The Must-Read Book Club
Judi Checo: This was recommended reading for my mentorship with Livia Cohen-Shapiro of Applied Psychology for Yogi’s, but it has become one of my favorite reads separately from any requirement, because I feel it has beautiful universal themes and you don’t have to be a teacher to embrace it’s message of human connection through learning. I theme from it in my yoga classes and return to it for inspiration and encouragement.
YCNYC: Favorite quote?
JC: “Fear is so fundamental to the human condition that all the great spiritual traditions originate in an effort to overcome its effects on our lives. With different words, they all proclaim the same message: “Be not afraid.” Though the traditions vary widely in the ways they propose to take us beyond fear, all hold out the same hope: we can escape fear’s paralysis and enter a state of grace where encounter with otherness will not threaten us but will enrich our work and our lives.”
YCNYC: What one person would you recommend this book to?
JC: New teachers. But it really can also be for the person on a path of self discovery.
YCNC: What moment or part resonates with you the most?

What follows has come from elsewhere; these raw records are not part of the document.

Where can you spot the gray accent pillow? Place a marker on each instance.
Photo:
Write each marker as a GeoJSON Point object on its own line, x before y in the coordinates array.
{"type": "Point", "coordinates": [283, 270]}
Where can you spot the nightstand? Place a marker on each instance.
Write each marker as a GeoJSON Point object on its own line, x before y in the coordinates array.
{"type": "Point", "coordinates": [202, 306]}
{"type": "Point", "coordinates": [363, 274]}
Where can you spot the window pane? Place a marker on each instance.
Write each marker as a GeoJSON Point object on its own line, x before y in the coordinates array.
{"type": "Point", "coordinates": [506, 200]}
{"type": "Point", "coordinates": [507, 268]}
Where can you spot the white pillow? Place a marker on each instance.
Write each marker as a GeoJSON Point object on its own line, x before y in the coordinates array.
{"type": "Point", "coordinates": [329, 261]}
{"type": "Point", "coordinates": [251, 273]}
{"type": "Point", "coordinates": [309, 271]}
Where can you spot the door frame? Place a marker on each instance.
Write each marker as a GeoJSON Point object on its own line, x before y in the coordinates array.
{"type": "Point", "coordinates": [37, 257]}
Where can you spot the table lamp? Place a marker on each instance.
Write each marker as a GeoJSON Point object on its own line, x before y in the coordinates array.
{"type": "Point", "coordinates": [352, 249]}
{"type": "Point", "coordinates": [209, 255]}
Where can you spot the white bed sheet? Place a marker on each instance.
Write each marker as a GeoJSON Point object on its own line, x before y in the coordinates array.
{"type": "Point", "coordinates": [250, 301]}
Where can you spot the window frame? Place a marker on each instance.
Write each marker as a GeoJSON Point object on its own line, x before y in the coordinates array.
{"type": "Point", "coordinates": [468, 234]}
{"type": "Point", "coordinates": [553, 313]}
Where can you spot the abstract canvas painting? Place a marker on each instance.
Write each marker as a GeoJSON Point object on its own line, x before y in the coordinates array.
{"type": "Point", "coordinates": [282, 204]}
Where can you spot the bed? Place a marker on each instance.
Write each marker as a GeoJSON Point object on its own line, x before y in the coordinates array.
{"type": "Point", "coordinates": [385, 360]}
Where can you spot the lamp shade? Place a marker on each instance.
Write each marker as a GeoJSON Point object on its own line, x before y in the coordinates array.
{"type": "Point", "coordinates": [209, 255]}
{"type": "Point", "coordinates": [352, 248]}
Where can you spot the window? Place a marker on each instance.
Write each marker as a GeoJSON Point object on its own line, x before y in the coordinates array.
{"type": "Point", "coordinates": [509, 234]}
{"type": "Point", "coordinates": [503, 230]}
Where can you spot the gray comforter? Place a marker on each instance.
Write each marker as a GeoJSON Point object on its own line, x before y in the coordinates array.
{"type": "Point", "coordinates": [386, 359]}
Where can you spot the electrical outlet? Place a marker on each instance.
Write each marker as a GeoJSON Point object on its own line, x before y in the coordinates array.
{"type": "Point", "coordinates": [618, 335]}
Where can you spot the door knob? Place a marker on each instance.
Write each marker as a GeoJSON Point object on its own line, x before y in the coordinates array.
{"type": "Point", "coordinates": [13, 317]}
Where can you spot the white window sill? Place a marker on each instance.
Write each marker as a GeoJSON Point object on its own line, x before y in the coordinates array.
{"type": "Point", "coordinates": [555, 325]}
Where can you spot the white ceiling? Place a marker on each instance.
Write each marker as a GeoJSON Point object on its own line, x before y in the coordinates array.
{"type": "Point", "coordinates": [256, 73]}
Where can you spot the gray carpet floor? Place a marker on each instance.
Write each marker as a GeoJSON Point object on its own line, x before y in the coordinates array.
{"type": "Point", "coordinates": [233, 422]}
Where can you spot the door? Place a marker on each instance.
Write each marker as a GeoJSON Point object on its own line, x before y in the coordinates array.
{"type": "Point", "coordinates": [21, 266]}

JC: There is a story about “the student from hell” where he describes teaching in a room full of enthusiastic students, all except for one. Of course, that one student is the only person he can focus on, and he spends the entire class trying to connect with him (at the expense of all the others) and seemingly failing only to later find out out that the student’s apparent apathy was really based on anxiety and fear and a sense of not belonging based on his family history, and had nothing to do with the class or Mr. Palmer in any way. He makes great observations about projection and the stories we make up and how they can hold us back and affect us not just as teachers but also in so many areas of our lives. I love how that ties back to the idea of mindfulness and that everything is a practice (teaching, learning, connecting).